Don’t confuse Samuel Coleridge-Taylor with poet Samuel Taylor Coleridge; the former (1875–1912) was one of the few composers of African descent to make a career in classical music, as well as one of the few from Victorian England with a lot to offer a curious contemporary listener. Kokopelli, an excellent new chamber ensemble led by clarinetist Sean Osborn, plays his luscious 1895 Clarinet Quintet, by turns moody and vernal, on an all-British program. Chapel Performance Space, Good Shepherd Center, orcamusic.org. $15–$25. 7:30 p.m. Mon., June 4.
When it was invented, about 400 years ago, opera was an innovation that looked backward: The renaissance poets and musicians who launched it were overtly emulating ancient Greek drama, which they knew somehow incorporated singing. Naturally they turned to ancient subject matter too, Greek and Roman myths and history. Over the next century and a half, these sung dramas became more elaborate, both scenically and vocally—and consequently more stylized and formulaic (when demand outstrips supply, what’s a busy composer to do?). So when Christoph Gluck came along, suggesting that maybe theater should be about human emotion rather than display, and that clearing out the clutter might return the art form to its original Greek ideals, he chose the legend of Orpheus and Eurydice, about the musician who tried to persuade Hades to return his dead beloved. And now Seattle Opera, intent on increasing the diversity of voices represented in its productions, is cycling back yet again, redubbing Gluck’s 1762 opera O+E and reimagining it using a hospital bedside vigil as a framing device and a same-sex couple as the tragic protagonists. Director Kelly Kitchens leads an all-female cast and creative team. Sung in English; Lucy Tucker Yates conducts. Seattle Opera Studios, seattleopera.org. $45. 8 p.m. June 2, 7, & 9; 2 p.m. June 3 & 10.

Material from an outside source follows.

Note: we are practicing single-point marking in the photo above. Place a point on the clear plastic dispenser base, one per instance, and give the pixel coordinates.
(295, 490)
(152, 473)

In Hal Ashby’s 1979 satire Being There, Peter Sellers (in arguably his greatest performance) plays an isolated man whose only knowledge of the world comes through television and whose inscrutable utterances are misread as profound wisdom. Through a series of comic happenstances, he winds up president. Needless to say this could never happen in real life. (Hal, a documentary about Ashby, also screens at SIFF Cinema Uptown, 6 p.m. Fri., June 1 and 12:30 p.m. Sun., June 3.) SIFF Cinema Uptown, siff.net. $12–$14. Noon Sat., June 2.
At 77 (77!!!), Tom Jones is well into his sixth (sixth!!!) decade as an international pop star and Wales’ preeminent sex symbol. Among the songs which his virile baritone has turned into hits is probably the Bondiest Bond movie theme ever, “Thunderball.” The Paramount, stgpresents.org. $41–$121. 8 p.m. Fri., June 1.